My godmother gave me a ring for my 18th birthday, which she let me pick myself. I chose a silver ring with marcasite stones because it's a timeless piece. I wanted something that I could wear all my life and something to remember the moment by. It's not an expensive ring, but it has a lot of value to me. It's the inspiration behind the Soufflé Ring, actually! 

But the most precious piece I have is a copper medallion with my name on it. I was given this necklace when I was baptised as a baby, and I'm still wearing it a lot. To me, the story behind a jewellery piece is more important than how it looks or the material it's made of. Jewellery doesn't have to be made of 18 karat gold to be considered to be precious.
 

Who are your role models in life?


My role models are powerful people who don't care about the limits and make you feel like anything is possible. I'm inspired by strong women in particular because I think it's more challenging to do certain things in life as a woman. I really admire adventurers and pioneers, like Maud Fontenoy. She's a French sailor who rowed across the Atlantic and Pacific oceans all by herself when she was about thirty years old. Nobody believed that she, a tiny, feminine woman, would actually be able to do that; she was laughed at when she tried to find sponsors for her trips. But she succeeded and wrote books about her experiences. Every time I feel like I'm losing my confidence, I'm reading her books.
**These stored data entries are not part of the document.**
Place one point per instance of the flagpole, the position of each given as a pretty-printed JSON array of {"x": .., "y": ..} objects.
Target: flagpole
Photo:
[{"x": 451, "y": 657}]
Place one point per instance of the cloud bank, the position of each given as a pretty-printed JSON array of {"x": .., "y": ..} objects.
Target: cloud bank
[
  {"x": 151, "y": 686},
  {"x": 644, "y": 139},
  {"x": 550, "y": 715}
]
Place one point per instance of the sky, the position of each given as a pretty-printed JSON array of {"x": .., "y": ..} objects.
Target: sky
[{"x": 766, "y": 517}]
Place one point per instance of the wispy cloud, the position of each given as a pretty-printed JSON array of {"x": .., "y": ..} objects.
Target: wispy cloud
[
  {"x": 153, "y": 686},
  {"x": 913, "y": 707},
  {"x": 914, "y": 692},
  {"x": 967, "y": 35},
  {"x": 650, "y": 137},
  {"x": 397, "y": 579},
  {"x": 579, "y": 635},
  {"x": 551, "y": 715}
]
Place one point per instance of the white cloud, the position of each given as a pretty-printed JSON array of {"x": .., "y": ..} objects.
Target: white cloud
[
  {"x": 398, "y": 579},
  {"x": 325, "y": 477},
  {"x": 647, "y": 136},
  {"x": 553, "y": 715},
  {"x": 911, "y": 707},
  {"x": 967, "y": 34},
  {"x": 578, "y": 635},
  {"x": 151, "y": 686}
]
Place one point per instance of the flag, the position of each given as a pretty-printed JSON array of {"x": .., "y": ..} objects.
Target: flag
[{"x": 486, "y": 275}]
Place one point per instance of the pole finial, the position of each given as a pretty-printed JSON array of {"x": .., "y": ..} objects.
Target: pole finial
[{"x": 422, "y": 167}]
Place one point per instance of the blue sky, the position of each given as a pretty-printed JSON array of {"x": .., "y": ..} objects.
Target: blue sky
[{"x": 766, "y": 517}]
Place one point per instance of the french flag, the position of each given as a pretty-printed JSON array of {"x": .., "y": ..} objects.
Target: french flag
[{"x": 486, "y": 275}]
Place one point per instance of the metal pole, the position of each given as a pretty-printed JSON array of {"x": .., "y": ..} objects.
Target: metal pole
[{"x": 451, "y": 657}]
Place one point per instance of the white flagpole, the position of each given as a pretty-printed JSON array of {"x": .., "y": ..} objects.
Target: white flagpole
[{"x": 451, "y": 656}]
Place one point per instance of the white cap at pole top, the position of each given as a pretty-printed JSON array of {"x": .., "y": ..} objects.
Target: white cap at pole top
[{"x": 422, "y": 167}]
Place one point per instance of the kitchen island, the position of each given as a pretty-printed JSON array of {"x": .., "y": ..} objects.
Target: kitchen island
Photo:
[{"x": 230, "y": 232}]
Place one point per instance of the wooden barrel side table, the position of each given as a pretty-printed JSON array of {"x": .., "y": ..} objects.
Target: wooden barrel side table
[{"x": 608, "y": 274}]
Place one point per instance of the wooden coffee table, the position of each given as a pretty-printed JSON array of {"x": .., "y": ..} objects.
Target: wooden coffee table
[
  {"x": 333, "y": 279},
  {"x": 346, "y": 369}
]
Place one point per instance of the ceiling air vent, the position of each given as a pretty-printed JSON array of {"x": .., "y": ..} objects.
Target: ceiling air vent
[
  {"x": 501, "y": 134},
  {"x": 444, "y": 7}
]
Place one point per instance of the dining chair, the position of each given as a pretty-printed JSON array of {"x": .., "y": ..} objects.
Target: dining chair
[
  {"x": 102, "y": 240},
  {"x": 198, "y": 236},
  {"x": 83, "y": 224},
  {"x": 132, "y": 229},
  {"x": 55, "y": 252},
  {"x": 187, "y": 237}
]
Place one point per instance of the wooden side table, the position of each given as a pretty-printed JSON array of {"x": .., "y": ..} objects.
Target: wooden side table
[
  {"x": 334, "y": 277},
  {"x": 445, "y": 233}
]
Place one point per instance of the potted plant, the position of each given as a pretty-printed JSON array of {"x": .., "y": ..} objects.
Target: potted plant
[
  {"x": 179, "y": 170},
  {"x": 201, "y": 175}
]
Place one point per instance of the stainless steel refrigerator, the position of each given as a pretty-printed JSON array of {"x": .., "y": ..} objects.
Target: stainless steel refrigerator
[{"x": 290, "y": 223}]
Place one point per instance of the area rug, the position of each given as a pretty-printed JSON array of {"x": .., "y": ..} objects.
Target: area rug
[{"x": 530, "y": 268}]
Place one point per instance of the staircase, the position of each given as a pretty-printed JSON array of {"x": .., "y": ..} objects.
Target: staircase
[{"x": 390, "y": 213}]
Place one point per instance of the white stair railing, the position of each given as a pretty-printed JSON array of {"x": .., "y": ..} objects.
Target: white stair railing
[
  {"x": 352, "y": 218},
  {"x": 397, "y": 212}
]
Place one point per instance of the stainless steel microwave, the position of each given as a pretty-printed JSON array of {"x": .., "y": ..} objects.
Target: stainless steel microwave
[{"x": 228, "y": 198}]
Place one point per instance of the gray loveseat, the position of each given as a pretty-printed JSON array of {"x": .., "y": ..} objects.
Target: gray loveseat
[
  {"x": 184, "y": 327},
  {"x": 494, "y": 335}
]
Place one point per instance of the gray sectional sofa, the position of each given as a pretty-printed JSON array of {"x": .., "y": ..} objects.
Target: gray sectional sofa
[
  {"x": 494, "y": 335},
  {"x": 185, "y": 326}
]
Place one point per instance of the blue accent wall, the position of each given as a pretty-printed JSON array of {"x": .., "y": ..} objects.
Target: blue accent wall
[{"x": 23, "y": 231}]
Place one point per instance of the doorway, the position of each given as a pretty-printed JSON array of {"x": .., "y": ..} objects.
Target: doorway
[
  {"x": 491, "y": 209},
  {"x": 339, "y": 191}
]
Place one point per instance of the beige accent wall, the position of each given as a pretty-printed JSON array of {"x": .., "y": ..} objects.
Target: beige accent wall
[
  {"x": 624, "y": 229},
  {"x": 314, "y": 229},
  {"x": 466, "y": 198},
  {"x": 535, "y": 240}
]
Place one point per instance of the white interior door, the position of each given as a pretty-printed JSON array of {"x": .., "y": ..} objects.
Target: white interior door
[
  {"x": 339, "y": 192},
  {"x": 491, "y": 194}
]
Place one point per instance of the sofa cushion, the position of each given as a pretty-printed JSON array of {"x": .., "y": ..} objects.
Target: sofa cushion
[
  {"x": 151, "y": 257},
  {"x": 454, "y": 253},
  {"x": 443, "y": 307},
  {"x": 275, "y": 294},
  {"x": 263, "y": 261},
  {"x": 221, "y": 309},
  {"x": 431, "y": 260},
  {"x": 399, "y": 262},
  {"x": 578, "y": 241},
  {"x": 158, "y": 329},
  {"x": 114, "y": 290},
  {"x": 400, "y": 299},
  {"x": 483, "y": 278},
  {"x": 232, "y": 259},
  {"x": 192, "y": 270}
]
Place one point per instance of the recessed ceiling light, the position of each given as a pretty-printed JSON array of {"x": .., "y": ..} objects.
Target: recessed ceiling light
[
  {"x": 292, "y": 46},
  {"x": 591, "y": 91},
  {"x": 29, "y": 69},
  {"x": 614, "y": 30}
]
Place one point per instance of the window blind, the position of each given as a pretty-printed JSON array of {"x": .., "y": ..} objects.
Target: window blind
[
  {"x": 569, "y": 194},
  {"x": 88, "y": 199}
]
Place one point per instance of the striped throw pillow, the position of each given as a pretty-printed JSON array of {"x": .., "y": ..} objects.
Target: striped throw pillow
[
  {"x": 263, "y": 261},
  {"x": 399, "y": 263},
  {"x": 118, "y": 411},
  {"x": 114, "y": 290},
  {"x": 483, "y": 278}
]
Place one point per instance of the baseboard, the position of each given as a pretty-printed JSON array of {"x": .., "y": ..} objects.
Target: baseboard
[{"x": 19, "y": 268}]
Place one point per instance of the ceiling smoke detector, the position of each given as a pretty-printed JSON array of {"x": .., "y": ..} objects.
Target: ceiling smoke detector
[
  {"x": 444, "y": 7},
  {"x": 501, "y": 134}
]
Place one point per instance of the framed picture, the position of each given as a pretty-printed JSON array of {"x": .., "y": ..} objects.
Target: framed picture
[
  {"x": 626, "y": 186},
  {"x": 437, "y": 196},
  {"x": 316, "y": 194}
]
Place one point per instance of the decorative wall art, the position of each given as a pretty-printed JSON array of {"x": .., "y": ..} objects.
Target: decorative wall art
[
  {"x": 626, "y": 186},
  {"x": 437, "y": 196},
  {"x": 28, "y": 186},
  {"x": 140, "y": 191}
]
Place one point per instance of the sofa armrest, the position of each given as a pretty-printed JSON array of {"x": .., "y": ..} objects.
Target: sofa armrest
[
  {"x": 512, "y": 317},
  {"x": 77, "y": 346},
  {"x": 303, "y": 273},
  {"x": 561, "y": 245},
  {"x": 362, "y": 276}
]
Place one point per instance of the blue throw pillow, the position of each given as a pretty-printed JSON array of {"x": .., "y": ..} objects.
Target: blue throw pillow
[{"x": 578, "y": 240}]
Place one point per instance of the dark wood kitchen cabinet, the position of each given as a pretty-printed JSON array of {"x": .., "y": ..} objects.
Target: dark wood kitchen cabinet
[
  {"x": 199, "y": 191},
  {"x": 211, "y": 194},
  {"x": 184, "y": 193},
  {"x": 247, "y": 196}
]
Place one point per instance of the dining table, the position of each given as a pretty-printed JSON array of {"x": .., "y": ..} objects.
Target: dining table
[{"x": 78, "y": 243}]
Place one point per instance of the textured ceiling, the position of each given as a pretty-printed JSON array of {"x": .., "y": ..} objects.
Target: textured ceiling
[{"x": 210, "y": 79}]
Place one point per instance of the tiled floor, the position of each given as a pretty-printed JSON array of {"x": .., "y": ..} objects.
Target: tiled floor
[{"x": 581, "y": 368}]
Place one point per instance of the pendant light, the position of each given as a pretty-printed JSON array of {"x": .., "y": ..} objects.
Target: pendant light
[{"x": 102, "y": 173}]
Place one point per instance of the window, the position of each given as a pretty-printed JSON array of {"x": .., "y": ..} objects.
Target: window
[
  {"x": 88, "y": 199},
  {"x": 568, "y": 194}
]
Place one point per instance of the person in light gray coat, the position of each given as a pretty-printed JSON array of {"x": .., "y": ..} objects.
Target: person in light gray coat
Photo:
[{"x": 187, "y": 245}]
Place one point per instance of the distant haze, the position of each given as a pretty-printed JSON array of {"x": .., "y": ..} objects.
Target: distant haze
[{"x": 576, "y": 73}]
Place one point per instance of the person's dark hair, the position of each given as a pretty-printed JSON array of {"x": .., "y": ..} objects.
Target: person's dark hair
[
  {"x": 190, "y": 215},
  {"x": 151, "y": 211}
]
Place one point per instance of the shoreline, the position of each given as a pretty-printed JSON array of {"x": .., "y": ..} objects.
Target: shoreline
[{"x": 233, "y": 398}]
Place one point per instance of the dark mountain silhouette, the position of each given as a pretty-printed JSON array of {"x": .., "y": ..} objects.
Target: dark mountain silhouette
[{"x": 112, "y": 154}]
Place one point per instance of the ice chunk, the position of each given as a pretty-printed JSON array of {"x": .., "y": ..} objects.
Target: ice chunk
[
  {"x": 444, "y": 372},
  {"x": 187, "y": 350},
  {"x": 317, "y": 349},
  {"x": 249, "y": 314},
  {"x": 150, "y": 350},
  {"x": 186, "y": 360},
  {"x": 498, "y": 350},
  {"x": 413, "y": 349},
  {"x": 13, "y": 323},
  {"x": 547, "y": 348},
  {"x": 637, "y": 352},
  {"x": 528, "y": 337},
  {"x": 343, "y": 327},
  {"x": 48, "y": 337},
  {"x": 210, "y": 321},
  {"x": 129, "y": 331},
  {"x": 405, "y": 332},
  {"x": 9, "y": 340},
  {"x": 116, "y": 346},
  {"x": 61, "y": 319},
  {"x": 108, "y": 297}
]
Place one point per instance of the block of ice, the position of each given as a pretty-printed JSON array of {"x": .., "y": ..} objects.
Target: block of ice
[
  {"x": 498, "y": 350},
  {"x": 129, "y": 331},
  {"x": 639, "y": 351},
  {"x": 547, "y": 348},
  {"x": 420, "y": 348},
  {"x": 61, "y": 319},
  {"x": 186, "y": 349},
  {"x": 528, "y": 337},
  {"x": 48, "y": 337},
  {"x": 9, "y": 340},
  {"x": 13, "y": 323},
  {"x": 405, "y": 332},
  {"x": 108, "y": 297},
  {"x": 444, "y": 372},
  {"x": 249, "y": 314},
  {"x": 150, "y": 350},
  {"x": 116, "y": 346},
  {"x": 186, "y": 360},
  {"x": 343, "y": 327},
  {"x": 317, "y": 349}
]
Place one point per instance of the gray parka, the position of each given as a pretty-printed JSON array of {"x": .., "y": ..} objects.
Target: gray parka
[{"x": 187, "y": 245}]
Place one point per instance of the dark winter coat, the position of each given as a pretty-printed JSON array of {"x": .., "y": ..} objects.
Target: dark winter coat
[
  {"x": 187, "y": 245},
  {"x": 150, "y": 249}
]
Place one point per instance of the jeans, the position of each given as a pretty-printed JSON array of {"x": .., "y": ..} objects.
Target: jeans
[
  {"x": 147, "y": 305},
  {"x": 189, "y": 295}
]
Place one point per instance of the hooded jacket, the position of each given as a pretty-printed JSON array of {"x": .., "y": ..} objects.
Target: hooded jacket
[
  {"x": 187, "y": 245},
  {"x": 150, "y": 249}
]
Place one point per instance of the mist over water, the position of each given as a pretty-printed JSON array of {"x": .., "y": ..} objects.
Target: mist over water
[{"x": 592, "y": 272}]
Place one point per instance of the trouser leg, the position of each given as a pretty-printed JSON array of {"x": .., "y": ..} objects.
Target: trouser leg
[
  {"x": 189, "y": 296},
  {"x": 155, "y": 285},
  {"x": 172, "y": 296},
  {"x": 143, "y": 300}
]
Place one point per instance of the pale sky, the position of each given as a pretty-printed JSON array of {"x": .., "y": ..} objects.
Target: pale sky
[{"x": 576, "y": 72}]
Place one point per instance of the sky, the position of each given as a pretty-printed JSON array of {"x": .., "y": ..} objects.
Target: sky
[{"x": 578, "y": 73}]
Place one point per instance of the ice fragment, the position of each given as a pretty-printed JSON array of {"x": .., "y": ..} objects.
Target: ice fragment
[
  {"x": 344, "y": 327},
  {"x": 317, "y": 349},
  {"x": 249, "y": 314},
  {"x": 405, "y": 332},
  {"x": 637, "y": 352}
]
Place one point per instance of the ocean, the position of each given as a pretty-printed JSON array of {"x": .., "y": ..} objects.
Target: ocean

"My role models are powerful people who don't care about the limits and make you feel like anything is possible"

Left: Mini Bead Bangle
Right: Seamless Bangle

Moving forward, what's your vision for Nyssa?


I dream about Nyssa becoming known and liked by all kinds of women around the world. Collaborating with other types of sustainable brands, in fashion or food, for example, would be great, too. But most of all, I want us to be recognised as one of the go-to sustainable brands worldwide because I think this is our strength.